At the heart of littlefish’s offering is a unified commerce platform that combines multiple tools into one system. Traditionally, African SMEs rely on fragmented solutions—point-of-sale systems, spreadsheets, separate accounting tools, and banking apps—creating inefficiencies and security risks. littlefish addresses this by integrating POS applications, customer relationship management (CRM) tools, merchant portals, payments, and APIs into a single orchestration layer.
This integrated system allows banks to offer “fintech-grade” services to merchants while maintaining ownership of their customer relationships. In essence, littlefish acts as the connective tissue between financial institutions and businesses, embedding itself directly into core banking systems and payment workflows. The company has already secured partnerships with major Tier 1 banks such as Standard Bank, First National Bank, and Absa, demonstrating both trust and demand for its infrastructure. It has also partnered with Visa, further embedding its technology into global payment networks and strengthening its position within the financial ecosystem.

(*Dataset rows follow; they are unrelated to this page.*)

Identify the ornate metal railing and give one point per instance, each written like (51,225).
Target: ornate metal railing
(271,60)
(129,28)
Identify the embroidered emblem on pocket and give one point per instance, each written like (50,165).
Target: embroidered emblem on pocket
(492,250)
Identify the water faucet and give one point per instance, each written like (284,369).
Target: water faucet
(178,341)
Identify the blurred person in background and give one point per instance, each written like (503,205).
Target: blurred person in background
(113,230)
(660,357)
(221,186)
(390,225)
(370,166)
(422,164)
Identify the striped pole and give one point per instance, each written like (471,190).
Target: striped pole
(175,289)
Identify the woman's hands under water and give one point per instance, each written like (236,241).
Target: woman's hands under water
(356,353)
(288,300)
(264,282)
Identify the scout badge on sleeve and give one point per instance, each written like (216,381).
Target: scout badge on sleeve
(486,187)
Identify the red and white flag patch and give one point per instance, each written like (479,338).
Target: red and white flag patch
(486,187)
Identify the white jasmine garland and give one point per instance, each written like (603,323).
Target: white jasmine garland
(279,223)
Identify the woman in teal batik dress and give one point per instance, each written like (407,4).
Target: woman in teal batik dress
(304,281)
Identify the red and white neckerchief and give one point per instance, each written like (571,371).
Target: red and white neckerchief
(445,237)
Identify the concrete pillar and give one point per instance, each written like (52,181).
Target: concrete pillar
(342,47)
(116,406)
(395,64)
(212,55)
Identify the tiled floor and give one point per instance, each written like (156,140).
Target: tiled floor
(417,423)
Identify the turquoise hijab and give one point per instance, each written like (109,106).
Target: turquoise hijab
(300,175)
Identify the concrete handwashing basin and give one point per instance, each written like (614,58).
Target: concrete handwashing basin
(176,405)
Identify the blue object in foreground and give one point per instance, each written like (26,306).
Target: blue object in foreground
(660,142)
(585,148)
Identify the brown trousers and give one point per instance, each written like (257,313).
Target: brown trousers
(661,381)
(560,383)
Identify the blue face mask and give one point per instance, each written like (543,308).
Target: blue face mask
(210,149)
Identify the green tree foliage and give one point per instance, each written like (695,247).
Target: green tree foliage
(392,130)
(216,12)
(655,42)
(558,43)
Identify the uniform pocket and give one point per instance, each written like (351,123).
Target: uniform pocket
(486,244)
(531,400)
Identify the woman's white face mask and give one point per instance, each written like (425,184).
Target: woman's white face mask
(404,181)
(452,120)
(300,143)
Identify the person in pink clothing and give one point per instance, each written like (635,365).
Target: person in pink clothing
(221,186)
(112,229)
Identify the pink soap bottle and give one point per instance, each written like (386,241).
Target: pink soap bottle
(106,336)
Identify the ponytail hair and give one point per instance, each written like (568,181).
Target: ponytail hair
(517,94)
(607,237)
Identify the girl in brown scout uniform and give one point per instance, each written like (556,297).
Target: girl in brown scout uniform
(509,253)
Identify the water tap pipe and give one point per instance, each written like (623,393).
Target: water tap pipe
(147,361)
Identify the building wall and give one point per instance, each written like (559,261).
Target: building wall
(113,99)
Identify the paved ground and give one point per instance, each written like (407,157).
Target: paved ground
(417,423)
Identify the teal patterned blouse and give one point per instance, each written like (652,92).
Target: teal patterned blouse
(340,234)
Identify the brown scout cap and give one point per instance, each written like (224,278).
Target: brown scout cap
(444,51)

The newly raised capital will be used to scale operations, accelerate product development, and expand into more than ten African markets, including Kenya, Tanzania, Uganda, Botswana, Zimbabwe, and Zambia. This expansion reflects littlefish’s broader ambition to become a continent-wide platform powering merchant services at scale.
Ultimately, littlefish’s strategy is built on collaboration rather than disruption. By enabling banks instead of competing with them, the company positions itself as a foundational layer in Africa’s financial system—one that could help digitize millions of small businesses and reshape how commerce operates across the continent.